I got a lot of comments — 41 in all via various media — about my last column [Team Players and Spectators, March 5] in which I praised the bar owners who contributed money to support the St. Patrick Day Parade and criticized those who didn’t.
About half the comments were critical of the column and the other half were supportive. I decided I should respond to the mixed reviews by describing what I think the role of a columnist should be.
I think editorial writers and columnists have two legitimate roles they can play. One is to be a player and the other is to be a referee. Players focus on winning the game, whereas referees are concerned with the game being played fairly. Columnists who are players try to win you over to their point of view. Those who write as referees call fouls when, in their judgment, participants are not playing by the rules regardless of the team they’re playing for.
We will judge the referees in the NCAA basketball tournament going on right now on how even-handed and consistent they are and whether or not they get in the right position on the court to make the appropriate calls. We also expect them to reverse bad calls when, on review, the replay from different angles reveals that they missed one.
In the column that ran three weeks ago, I was trying to be a referee, not a player. For the sake of full disclosure, I have to acknowledge that I’m a board member of the Forest Park Chamber of Commerce, but I honestly don’t think I was trying to grind axes or shame anyone on their behalf. Rather, I saw players not following “the rules,” blew my journalistic whistle and called a foul.
Now here’s the problem: The guys in the black-and-white-striped shirts on the basketball courts know what the rules are. They are printed in a booklet published by the NCAA, and all the teams trying to work their way up the brackets have agreed to let those rules determine what behavior on the court is fair play and what should be called a foul.
But when I call a foul in my attempt to act as a referee in the games we play here in Forest Park, I’m open to charges like “that’s just your opinion” or “who are you to tell me how to live,” because we have bought into this idea that ethical standards are culturally relative and therefore we won’t and never will be able to compile a moral handbook in the form of a cultural consensus to consult.

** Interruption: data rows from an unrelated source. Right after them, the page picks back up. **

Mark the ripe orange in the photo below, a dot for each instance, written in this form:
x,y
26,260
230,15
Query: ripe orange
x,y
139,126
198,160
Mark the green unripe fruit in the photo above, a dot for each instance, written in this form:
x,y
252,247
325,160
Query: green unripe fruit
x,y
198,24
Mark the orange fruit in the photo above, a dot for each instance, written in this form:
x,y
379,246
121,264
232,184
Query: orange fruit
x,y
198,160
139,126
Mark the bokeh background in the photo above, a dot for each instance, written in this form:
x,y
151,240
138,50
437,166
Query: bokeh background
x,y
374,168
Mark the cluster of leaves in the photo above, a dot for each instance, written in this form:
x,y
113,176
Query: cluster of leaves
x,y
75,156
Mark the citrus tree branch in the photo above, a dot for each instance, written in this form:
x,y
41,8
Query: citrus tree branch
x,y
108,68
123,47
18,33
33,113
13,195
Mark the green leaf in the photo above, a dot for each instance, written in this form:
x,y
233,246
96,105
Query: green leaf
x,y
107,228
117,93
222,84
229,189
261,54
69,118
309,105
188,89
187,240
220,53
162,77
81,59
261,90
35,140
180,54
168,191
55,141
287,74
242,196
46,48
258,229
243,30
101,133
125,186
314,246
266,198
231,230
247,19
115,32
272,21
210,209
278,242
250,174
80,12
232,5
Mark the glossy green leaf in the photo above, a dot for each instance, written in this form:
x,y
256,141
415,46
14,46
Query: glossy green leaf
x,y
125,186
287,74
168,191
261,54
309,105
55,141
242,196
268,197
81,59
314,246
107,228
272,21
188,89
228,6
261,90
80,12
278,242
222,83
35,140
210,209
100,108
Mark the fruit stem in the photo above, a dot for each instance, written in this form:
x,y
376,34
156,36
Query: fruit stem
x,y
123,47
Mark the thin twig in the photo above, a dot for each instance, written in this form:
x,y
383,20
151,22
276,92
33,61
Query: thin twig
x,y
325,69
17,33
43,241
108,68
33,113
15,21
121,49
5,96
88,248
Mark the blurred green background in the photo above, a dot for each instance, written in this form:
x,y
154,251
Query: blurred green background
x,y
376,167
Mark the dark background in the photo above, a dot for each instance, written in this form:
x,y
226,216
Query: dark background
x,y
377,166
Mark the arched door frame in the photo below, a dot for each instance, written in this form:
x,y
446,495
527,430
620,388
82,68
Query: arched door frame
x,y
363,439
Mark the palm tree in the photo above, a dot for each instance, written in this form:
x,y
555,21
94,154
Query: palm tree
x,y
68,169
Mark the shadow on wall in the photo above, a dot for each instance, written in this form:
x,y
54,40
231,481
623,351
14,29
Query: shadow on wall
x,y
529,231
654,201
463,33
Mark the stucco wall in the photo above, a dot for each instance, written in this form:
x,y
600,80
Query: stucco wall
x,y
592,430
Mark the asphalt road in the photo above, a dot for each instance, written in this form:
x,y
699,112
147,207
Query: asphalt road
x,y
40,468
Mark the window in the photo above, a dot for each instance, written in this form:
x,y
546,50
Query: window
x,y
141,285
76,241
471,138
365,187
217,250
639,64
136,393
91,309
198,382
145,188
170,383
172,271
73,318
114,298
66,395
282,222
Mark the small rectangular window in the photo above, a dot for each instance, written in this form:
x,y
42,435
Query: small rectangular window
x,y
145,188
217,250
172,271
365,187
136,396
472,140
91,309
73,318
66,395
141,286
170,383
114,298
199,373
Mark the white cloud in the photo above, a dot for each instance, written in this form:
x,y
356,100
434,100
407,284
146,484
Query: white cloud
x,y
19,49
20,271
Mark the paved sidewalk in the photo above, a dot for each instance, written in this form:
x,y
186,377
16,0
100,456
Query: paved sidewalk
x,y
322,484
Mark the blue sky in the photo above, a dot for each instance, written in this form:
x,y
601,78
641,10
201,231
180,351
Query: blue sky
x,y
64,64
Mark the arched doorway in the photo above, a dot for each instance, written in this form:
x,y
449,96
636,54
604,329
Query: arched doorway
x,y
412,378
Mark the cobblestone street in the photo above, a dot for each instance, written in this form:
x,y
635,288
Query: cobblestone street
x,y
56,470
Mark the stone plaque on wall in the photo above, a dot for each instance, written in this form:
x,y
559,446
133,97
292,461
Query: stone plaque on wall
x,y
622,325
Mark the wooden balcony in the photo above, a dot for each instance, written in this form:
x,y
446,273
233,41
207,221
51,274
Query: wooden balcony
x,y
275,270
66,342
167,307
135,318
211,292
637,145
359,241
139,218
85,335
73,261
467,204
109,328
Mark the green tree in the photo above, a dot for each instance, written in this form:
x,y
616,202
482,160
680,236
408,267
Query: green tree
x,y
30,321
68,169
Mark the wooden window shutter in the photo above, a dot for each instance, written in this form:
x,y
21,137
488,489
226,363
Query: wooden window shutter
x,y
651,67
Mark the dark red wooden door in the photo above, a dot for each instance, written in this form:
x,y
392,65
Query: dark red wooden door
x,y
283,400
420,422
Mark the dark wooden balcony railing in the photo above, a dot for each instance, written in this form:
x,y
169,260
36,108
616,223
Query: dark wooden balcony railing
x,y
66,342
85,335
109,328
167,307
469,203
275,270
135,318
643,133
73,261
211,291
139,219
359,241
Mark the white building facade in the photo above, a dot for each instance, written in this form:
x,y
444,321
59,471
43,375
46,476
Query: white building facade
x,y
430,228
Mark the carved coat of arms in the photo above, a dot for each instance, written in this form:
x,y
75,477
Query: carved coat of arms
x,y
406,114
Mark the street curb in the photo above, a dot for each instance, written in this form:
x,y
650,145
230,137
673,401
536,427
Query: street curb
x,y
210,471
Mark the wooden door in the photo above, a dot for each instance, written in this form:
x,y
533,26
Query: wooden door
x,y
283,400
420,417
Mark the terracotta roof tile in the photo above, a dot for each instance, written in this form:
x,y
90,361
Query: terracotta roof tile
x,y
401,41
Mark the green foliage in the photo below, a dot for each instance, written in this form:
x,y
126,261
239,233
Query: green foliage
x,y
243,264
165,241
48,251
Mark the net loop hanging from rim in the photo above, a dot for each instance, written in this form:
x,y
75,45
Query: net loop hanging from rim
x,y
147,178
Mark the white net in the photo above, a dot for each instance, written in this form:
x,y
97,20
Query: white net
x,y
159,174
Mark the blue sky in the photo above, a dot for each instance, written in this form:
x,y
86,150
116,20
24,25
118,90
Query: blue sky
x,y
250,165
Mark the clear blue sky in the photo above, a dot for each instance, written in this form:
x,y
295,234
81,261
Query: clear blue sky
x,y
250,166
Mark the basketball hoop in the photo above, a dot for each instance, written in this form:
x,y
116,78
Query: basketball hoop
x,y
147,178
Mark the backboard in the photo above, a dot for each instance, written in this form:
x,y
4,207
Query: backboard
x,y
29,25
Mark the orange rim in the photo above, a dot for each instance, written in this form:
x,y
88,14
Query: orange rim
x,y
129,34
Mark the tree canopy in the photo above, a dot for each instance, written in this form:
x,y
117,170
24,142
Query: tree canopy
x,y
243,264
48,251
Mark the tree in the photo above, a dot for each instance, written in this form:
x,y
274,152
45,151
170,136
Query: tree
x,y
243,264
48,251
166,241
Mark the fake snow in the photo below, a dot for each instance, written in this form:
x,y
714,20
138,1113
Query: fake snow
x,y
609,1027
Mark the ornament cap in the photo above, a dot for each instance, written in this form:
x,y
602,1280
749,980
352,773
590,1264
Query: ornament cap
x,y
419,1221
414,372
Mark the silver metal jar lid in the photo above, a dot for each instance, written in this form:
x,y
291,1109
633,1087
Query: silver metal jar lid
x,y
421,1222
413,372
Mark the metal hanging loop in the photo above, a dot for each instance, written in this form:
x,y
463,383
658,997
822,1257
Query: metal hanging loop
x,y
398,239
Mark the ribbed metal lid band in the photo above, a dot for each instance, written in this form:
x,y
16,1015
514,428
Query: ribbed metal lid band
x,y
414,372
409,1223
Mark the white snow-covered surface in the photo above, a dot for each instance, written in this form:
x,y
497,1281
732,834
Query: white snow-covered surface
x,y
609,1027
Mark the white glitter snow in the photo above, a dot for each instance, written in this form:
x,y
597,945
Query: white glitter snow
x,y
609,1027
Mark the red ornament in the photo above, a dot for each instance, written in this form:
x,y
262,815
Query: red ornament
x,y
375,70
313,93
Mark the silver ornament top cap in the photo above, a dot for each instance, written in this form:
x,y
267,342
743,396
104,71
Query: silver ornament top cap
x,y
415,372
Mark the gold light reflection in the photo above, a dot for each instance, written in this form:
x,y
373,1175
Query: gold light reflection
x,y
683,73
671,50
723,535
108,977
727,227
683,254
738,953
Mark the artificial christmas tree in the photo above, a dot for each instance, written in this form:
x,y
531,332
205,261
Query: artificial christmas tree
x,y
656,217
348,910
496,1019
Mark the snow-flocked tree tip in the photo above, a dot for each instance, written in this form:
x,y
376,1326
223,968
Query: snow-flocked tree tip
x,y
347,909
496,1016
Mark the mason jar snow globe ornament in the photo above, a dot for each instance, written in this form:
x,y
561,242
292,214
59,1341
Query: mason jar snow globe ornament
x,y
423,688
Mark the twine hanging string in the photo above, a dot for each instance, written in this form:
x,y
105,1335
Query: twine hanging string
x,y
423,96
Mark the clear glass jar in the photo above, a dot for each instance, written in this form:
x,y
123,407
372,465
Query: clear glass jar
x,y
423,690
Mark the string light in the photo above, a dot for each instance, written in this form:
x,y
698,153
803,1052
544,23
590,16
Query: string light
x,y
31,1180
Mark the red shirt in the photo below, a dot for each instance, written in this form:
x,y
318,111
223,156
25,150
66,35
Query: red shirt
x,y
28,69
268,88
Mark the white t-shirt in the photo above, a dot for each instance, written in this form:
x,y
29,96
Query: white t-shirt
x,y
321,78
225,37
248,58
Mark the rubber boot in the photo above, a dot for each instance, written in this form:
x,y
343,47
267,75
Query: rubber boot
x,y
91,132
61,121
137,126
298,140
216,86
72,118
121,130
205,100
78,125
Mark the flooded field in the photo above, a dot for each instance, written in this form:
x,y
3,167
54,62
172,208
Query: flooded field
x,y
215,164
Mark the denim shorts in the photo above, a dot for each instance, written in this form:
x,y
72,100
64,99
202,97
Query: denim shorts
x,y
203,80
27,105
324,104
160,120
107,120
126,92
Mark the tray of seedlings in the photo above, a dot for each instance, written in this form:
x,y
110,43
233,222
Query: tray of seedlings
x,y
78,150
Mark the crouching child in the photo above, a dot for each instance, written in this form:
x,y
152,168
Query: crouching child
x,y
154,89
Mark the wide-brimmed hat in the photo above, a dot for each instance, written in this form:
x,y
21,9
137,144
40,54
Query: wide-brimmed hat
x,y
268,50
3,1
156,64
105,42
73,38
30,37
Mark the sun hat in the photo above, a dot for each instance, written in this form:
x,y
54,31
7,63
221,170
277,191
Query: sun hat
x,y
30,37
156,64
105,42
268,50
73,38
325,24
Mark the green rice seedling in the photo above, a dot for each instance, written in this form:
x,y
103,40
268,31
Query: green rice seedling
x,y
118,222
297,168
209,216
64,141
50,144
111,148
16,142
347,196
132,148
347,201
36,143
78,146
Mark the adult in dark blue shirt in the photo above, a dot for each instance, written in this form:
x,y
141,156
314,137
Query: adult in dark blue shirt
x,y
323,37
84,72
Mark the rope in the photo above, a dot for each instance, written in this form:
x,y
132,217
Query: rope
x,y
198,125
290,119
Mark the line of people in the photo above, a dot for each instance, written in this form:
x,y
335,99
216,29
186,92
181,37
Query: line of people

My dialogue with Thai Buddhism and the amazing variety of religious traditions in our area refutes that point of view. It reveals that while the different religions differ widely in terms of doctrine, there is a striking consensus among them regarding the ethical “rules” which should govern how we humans should play the game of life.
“Ah,” you may protest, “you might be able to find a consensus in terms of abstract principles, but the devil is always in the details. The challenge is to implement those principles in this concrete world where one size does not fit all.”
One size certainly does not fit all, not perfectly, but one ethical size fits a surprising majority of people well enough. Alterations will always have to be made for exceptions to the rule, but when exceptions become the rule, societies lose the cohesiveness they need to function.
Years ago I heard Mayor Calderone declare that there comes a time when you have to pull the trigger. I think what he meant was that if you wait until your aim is perfect, you’ll never hit the target because in this reality, the target is always moving. The devil is in the details, but the last time I checked, the devil never saved anyone. We can’t let our fear of stepping on someone’s toes prevent us from trying to take at least a few steps forward.
The financial meltdown on Wall Street a few years ago showed us what happens when referees are not doing their job. Competiveness easily morphs into an obsession with winning at all costs. The other side of the coin is that incompetent replacement referees make calls that undermine the fair play they were asked to enforce.
So what should we pray for? Acknowledging that we need refs to enforce fair play while at the same time understanding that we’re never going to get ones who get every call right, the best we can hope for is pundits who have exhibited a fair amount of aptitude in observing human behavior, gained a little wisdom from the mistakes they’ve made in life, and show a willingness to consult the replay monitor when there’s a controversial call to be made.